CDS&E: GOALI: Paints/Coatings In-Silico Product Design and Real-Time Product-Quality Monitoring and Control

CDS

• 批准号: 1953176
• 负责人: Masoud Soroush
• 金额: $ 30.24万
• 依托单位: Drexel University
• 依托单位国家: 美国
• 项目类别: Standard Grant
• 财政年份: 2020
• 资助国家: 美国
• 起止时间: 2020-06-01 至 2024-05-31
• 项目状态: 已结题
• 来源: https://www.nsf.gov/awardsearch/showAward?AWD_ID=1953176&HistoricalAwards=false
• 关键词: CDS& GOALI; Paints; Coatings; Silico

Modern paint/coating (P/C) products are complex mixtures of chemicals that include polymer resins, pigment dispersants, and other additives. To describe P/C qualities such as color strength, durability, and shelf life, a vast set of consumer specifications are required. The dependence of these consumer attributes on the properties and amounts of the P/C ingredients and the preparation conditions is complex, poorly understood, and currently impossible to predict using physically based mathematical models. This is in contrast to the P/C ingredients themselves, however, whose properties generally are well-understood and can be predicted in advance by rigorous chemical reaction and mixing models.
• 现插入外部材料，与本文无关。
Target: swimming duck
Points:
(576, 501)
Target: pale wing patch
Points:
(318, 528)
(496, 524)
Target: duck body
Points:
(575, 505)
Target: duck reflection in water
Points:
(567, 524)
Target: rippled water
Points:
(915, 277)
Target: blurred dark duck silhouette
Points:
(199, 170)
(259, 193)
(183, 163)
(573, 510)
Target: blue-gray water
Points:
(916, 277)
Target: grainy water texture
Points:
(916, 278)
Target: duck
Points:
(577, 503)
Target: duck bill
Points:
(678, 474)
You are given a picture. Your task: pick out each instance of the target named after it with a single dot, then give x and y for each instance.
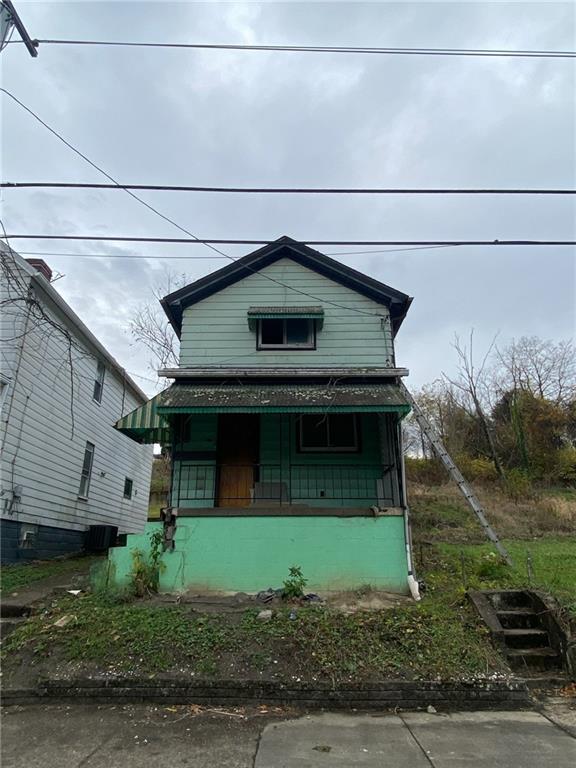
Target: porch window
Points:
(86, 471)
(99, 382)
(289, 333)
(128, 485)
(336, 432)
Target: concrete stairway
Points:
(522, 627)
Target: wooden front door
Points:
(238, 449)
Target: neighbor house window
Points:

This project is expected to develop a model capable of predicting final properties of these complex mixtures. This is expected to aid in product design, and real-time quality prediction, defect detection and diagnosis, and product quality monitoring and control. The expected economic impact of this work is faster design and customization of paint/coating (P/C) products. This research program aims to overcome the challenges of predicting P/C final product qualities using a hybrid simulation approach that combines machine learning methods with physically-based modeling elements. At its core, decades of manufacturing data from the industrial partner of this collaboration will be used to uncover relationships between manufacturing processing conditions and the poorly understood P/C product qualities using a statistical machine learning technique. This will create a black-box model in the form of an artificial neural network which will take as input the predictions of the physically based ingredient modeling elements and will predict final P/C qualities. This research will produce robust computational methods for in-silico P/C product design, real-time P/C product quality prediction, product defect detection and diagnosis, and will enable methods to monitor and control P/C product quality. The computational methods can be applied directly or extended to other manufacturing processes. The team plans to integrate this research systematically into undergraduate education through the Drexel Co-op Program.This award reflects NSF's statutory mission and has been deemed worthy of support through evaluation using the Foundation's intellectual merit and broader impacts review criteria.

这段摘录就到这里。